A Raisin in the Sun, 1959
Lorraine Hansbury’s paradigmatic drama was one of the first to highlight African-American life on the precipice of the Civil Rights era. The Younger family aim to move outside of Chicago’s Southside and buy a house in a white neighborhood. But a white spokesperson for the neighborhood wants to prevent them from “infiltrating” and offers to buy them out. Plotlines in the play parallel a lawsuit, Hansberry v. Lee—yes, related to the playwright—which was heard in a court of law prior to the passing of the Fair Housing Act in 1968. The most recent 2014 revival won Tonys for Revival of a Play, Direction for Kenny Leon, and Featured Actress in a Play for Sophie Okonedo.
Golden Boy, 1964
Based on the 1937 play of the same name, the 1964 Broadway musical version of Golden Boy (starring Sammy Davis Jr., with lyrics by Lee Adams and music by Charles Strouse) follows Joe Wellington, a young boy who becomes a boxer.
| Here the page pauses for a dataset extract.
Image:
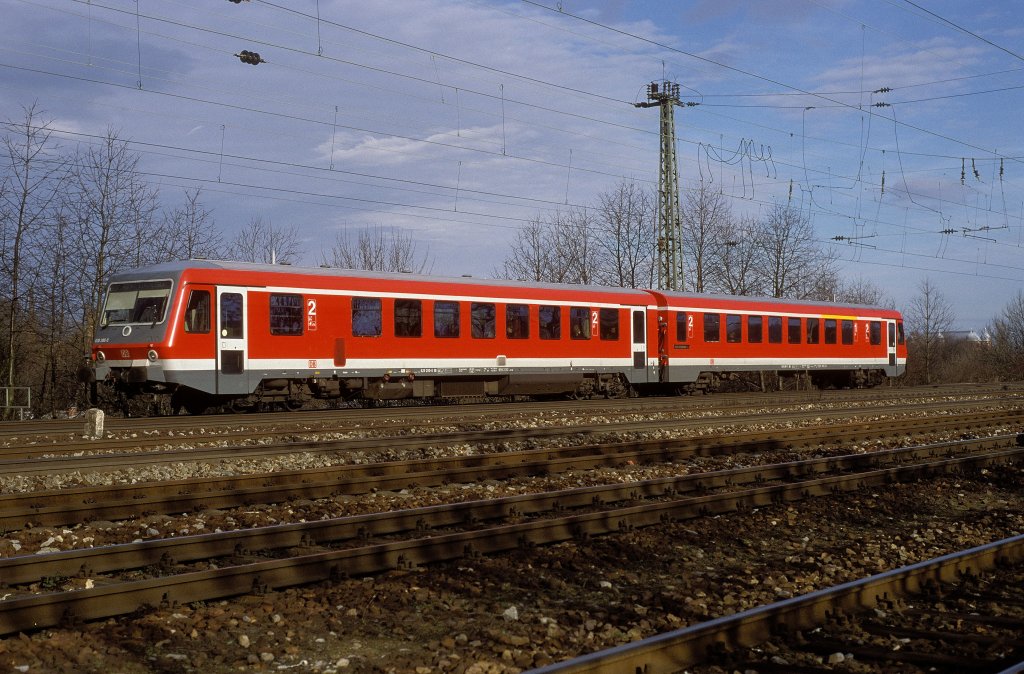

The play originally showcased the plight of an Italian-American son of poor immigrants, but, producer Hillard Elkins requested a version updated to mirror the Civil Rights era and the social currents of the time.
The Marc Shaiman-Scott Wittman musical takes an “every-person” perspective on the Civil Rights issues of the 1960s. In Baltimore, The Corny Collins show is still segregated—once a month they have their Negro day. Tracy Turnblad is all for integration, and even goes to jail in her pursuit of justice. One of the most poignant songs in the score is Motormouth Maybelle’s power ballad “I Know Where I’ve Been,” which mourns the fraught history of African Americans but looks to a brighter tomorrow.
The Mountaintop, 2011
Katori Hall’s Broadway debut work tells the fictional account of Dr. King’s final night. Starring Samuel L. Jackson as Dr. King (making his Broadway debut) and Angela Bassett as hotel maid Camae, the play opened at the Bernard Jacobs Theatre October 13, 2011. Set in Room 306 at Memphis’ Lorraine Motel in 1968, the piece takes its name from Dr. King’s speech “I’ve Been to the Mountaintop.”
All The Way, 2014
Robert Schenkkan’s Tony-winning play focused on Lyndon B. Johnson and his fight to pass the Civil Rights Act of 1964. The legislature outlaws discrimination based on race, color, religion, sex, or ethnicity. Bryan Cranston, in his Broadway debut, won a Tony for his portrayal of the president. Brandon J. Dirden took on the role of Dr. King. The play was commissioned by the Oregon Shakespeare Festival as part of its “American Revolutions: The United States History Cycle.” Taking over the Office of the President after the assassination of John F. Kennedy, Johnson puts in motion the political puzzle of passing the Civil Rights Acts by buddying up to Southern congressmen and playing his cards right with more liberal congressmen.